Глазами маршала и дипломата. Критический взгляд на внешнюю политику СССР до и после 1985 года (Корниенко, Ахромеев) - страница 176

Вопрос («Ньюсуик»): «Вчера ваш представитель сказал о том, что он не знал, что Советский Союз передал ракеты СС–23 ГДР, Болгарии и Чехословакии. Знали ли об этом факте М. С. Горбачев и вы, и если нет, то какова в таком случае степень контроля за действиями военных?»

Ответ (Шеварднадзе): «Хотел бы уточнить существо вашего вопроса: в данном случае речь идет о передаче ракет без ядерных зарядов. Произошло это до подписания Договора по РСМД, что можно проверить и доказать документально. Что же касается осведомленности, то могу со всей ответственностью сказать, что М. С. Горбачев не знал об этом факте. Не знал и я. Но хочу еще раз подчеркнуть: в данном конкретном случае речь идет о факте, имевшем место до подписания договора».

В данном случае могу тоже утверждать со всей ответственностью: Э. А. Шеварднадзе сказал неправду. О продаже ракетных комплексов СС–23 указанным выше странам было известно как Генсеку, так и министру иностранных дел. Думаю, что министр иностранных дел, давая неправильный ответ на вопрос журналиста, не преследовал цель сознательно скомпрометировать советское военное руководство. Случилось другое, что имело место с ним не один раз и ранее. Э. А. Шеварднадзе просто не сумел из–за профессиональной неподготовленности ответить на вопрос правдиво и одновременно защитить соответствующим образом интересы своего государства. Вместо этого он пошел по наиболее легкому пути — сказав неправду, постарался выйти из положения, в которое его поставил журналист. Наконец, наш министр мог поручить ответить на этот вопрос мне, я находился рядом с ним.

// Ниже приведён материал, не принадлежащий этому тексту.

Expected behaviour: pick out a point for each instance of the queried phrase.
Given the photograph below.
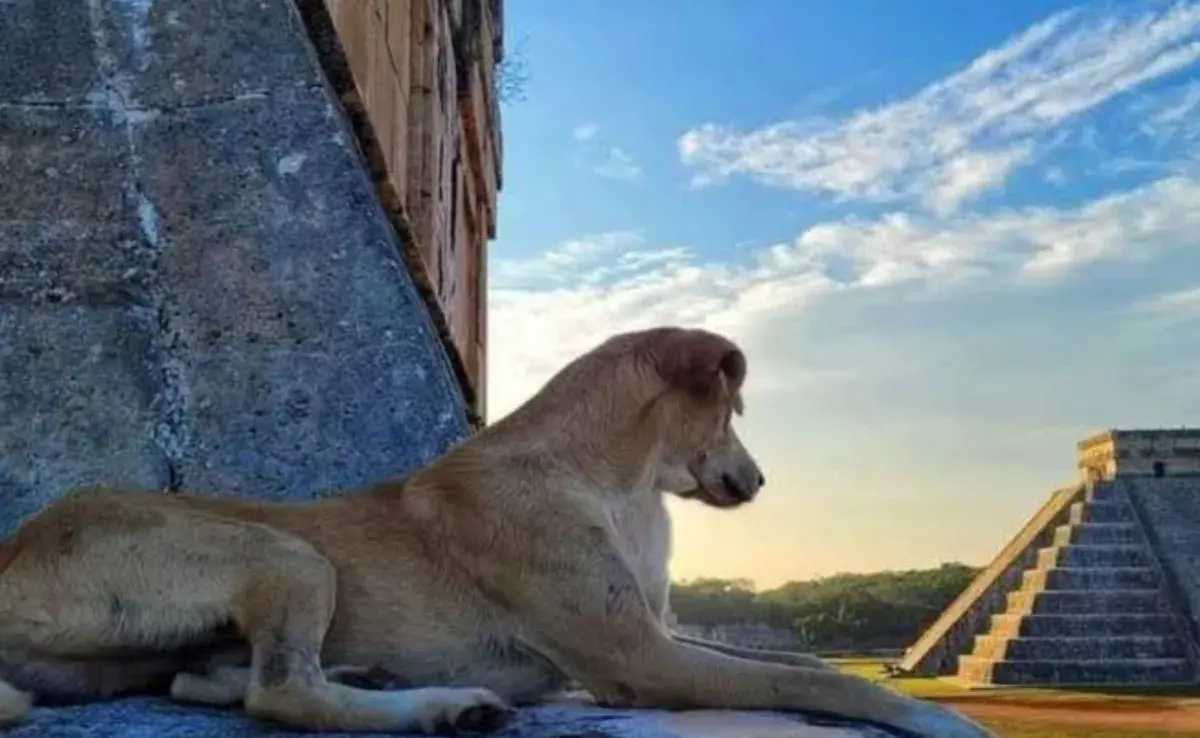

Но он этого по каким–то причинам не сделал. Конечно, после этого случая отношения военного руководства с Шеварднадзе отнюдь не улучшились.

Ровно через месяц, отвечая на слушаниях в Комитете по делам вооруженных сил Сената США, где я выступал по приглашению сенатора Эдварда Кеннеди, на вопросы сенаторов по проблеме ракет СС–23, я вынужден был восстановить истину.

Именно потому, что нашими дипломатами на переговорах не всегда последовательно отстаивались интересы обороны страны и вооруженных сил, имела место напряженность в отношениях Министерства иностранных дел и Министерства обороны. Я в этом убежден и пишу об этом с полной ответственностью.

Можно было бы привести немало аналогичных примеров. Во II — V главах о некоторых из них говорилось. Но наиболее важным из них в 1986–1989 годах был вопрос о судьбе наших групп войск в ГДР, — Польше, Чехословакии и Венгрии. Каково их будущее? Этот вопрос было необходимо обсуждать уже в 1986–1987 годах (конечно, в узком кругу). Нужно было с 1987 года принимать подготовительные меры к приему войск на Родине, хотя бы спланировать эти меры и подготовить ресурсы. Однако военные были лишены такой возможности. В значительной мере это произошло из–за того, что не было открытого обсуждения возникающих проблем между МИДом и Минобороны. Поэтому не было совместных соответствующих предложений руководству государства.